Are home prices going up or down in Cambridge?

Cambridge prices are down 1.7% year over year. The market hit a recent peak of $1,092,158 in April 2025 and bottomed at $1,064,474 in September 2025. Values have edged up four months in a row since then.

Is it cheaper to rent or buy in Cambridge?

Renting is cheaper monthly. Average Cambridge rent runs $3,417, while a $1.07M home requires roughly $214,000 down at 20% before any mortgage payment. The price-to-rent ratio of 26 favors renting unless you plan to stay long term.

What is the most affordable neighborhood in Cambridge?

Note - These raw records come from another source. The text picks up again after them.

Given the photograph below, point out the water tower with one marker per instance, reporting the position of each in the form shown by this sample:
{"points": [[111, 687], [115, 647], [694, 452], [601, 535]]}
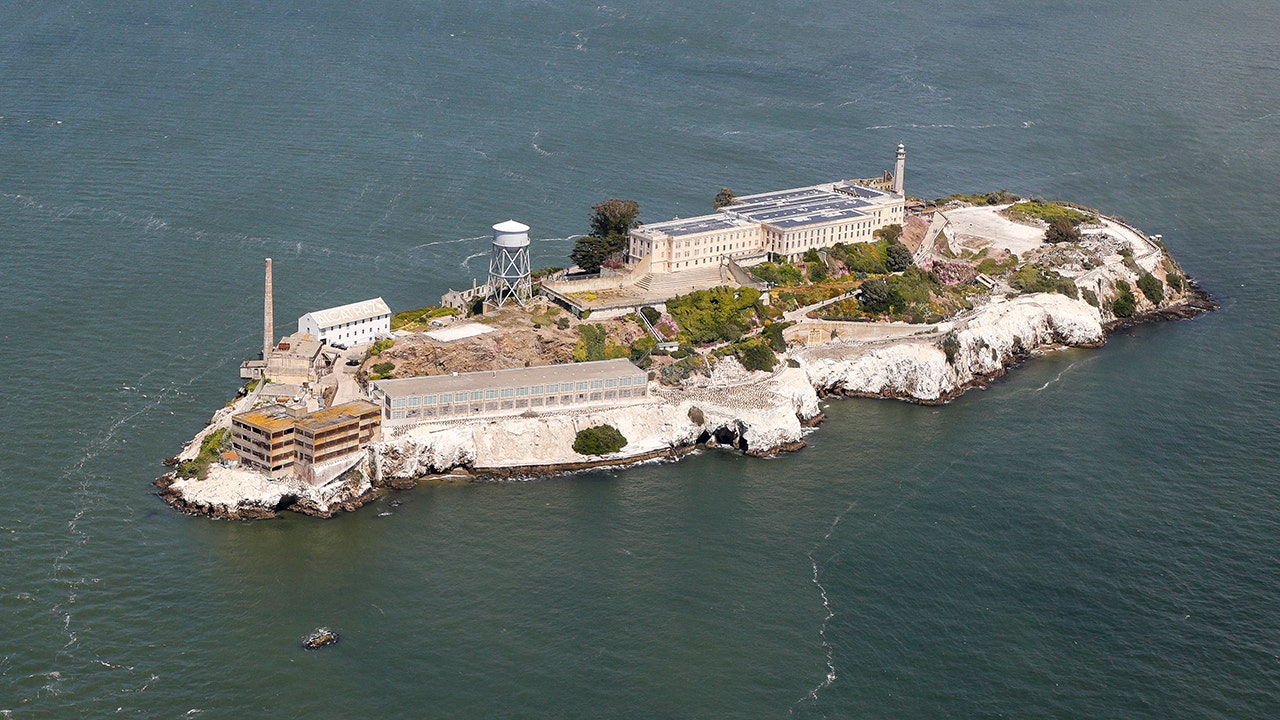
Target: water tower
{"points": [[510, 276]]}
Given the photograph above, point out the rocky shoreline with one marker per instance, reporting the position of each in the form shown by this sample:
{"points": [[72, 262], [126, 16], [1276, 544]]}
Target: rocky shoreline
{"points": [[764, 413], [759, 414]]}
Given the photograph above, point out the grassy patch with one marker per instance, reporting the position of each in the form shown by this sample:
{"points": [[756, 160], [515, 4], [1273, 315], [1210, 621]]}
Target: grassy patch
{"points": [[210, 449], [717, 314], [378, 347], [420, 319], [777, 273], [1048, 212], [753, 354], [1001, 197], [1029, 278]]}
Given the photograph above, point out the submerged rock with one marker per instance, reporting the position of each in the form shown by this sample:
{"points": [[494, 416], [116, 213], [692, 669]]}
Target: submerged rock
{"points": [[320, 637]]}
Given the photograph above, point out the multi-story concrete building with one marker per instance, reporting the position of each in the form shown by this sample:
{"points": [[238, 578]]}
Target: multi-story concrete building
{"points": [[782, 224], [280, 441], [510, 392], [348, 324]]}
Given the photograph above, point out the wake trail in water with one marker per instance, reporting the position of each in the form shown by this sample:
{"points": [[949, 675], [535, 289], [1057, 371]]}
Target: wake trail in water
{"points": [[466, 263], [828, 609]]}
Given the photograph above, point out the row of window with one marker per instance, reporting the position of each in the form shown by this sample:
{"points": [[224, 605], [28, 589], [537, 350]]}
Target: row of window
{"points": [[496, 393], [521, 404]]}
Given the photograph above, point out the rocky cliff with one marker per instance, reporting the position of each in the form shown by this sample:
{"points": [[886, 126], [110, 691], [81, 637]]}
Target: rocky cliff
{"points": [[935, 368]]}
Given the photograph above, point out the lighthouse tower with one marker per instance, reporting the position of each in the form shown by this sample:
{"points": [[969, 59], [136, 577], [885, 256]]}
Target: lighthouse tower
{"points": [[899, 168], [510, 277]]}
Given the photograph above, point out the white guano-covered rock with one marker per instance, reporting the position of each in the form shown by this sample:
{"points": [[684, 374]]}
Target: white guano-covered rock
{"points": [[917, 368]]}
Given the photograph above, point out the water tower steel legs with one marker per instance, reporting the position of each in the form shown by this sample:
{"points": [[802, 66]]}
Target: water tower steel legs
{"points": [[268, 315]]}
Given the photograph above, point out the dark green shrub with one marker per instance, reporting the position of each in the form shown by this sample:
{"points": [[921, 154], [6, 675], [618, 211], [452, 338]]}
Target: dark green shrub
{"points": [[874, 295], [951, 347], [1151, 286], [1029, 278], [862, 256], [600, 440], [1061, 231], [590, 342], [641, 350], [772, 335], [897, 258], [1124, 304], [888, 233], [777, 274], [717, 314], [817, 272], [755, 355], [210, 449]]}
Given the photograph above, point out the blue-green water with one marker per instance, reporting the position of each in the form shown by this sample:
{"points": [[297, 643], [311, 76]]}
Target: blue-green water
{"points": [[1092, 537]]}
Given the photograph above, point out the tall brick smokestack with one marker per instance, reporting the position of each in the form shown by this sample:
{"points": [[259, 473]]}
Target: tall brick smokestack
{"points": [[268, 315]]}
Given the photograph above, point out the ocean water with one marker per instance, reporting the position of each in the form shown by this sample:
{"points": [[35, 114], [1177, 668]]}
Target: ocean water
{"points": [[1095, 536]]}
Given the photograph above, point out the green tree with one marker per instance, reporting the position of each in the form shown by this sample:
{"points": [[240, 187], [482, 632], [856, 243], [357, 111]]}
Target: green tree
{"points": [[897, 258], [611, 227], [723, 199]]}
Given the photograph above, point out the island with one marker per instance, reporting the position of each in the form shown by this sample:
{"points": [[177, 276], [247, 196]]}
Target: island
{"points": [[718, 331]]}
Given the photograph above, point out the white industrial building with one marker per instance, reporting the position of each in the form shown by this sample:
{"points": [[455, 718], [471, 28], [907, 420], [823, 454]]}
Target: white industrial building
{"points": [[510, 392], [357, 323]]}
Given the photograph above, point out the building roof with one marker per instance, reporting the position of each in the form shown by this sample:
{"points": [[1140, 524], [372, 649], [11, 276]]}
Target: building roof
{"points": [[352, 313], [270, 418], [515, 377], [693, 226], [278, 417], [338, 415], [798, 206]]}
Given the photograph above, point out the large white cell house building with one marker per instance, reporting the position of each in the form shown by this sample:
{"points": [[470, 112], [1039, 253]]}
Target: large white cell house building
{"points": [[784, 224], [348, 324]]}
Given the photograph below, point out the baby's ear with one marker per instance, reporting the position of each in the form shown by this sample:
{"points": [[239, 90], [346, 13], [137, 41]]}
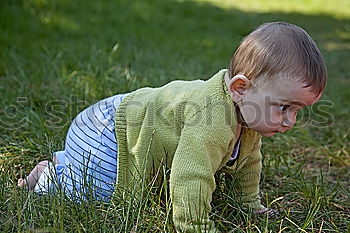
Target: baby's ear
{"points": [[237, 86]]}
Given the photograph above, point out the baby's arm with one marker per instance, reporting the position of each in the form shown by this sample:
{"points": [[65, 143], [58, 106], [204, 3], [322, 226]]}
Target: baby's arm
{"points": [[249, 177], [192, 183]]}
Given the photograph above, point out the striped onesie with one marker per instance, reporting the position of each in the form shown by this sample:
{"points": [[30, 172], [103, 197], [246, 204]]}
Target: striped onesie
{"points": [[87, 167]]}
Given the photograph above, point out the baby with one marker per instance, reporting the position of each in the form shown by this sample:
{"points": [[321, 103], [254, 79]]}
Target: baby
{"points": [[193, 128]]}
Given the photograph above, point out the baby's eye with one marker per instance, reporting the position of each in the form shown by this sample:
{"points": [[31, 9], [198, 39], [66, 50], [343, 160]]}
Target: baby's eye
{"points": [[283, 108]]}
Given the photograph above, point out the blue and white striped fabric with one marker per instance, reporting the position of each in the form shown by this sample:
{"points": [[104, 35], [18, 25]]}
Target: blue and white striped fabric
{"points": [[87, 168]]}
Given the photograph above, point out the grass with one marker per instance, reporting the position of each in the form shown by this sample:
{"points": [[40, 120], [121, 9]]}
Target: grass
{"points": [[58, 57]]}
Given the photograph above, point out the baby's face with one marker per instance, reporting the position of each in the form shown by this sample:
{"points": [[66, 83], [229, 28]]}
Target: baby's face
{"points": [[272, 107]]}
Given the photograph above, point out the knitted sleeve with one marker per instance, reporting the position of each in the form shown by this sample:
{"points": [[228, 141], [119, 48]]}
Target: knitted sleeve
{"points": [[249, 177], [197, 158]]}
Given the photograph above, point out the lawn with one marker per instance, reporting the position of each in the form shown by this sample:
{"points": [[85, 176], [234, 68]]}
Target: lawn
{"points": [[58, 57]]}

ZIP 02141 in East Cambridge is the cheapest at $900,768, about 16% below the city median. Rent there is $3,384, mid-range for the city. ZIP 02139 (Central Cambridge) is the next most affordable at $969,890.

Methodology

Home values are based on the Zillow Home Value Index (ZHVI), a smoothed measure of typical home values in the 35th to 65th percentile range. Rent estimates use the Zillow Observed Rent Index (ZORI). Population figures come from the U.S. Census Bureau Population Estimates Program (2020-2024 vintage). All datasets are publicly available. Housing data updated 2026-02-28.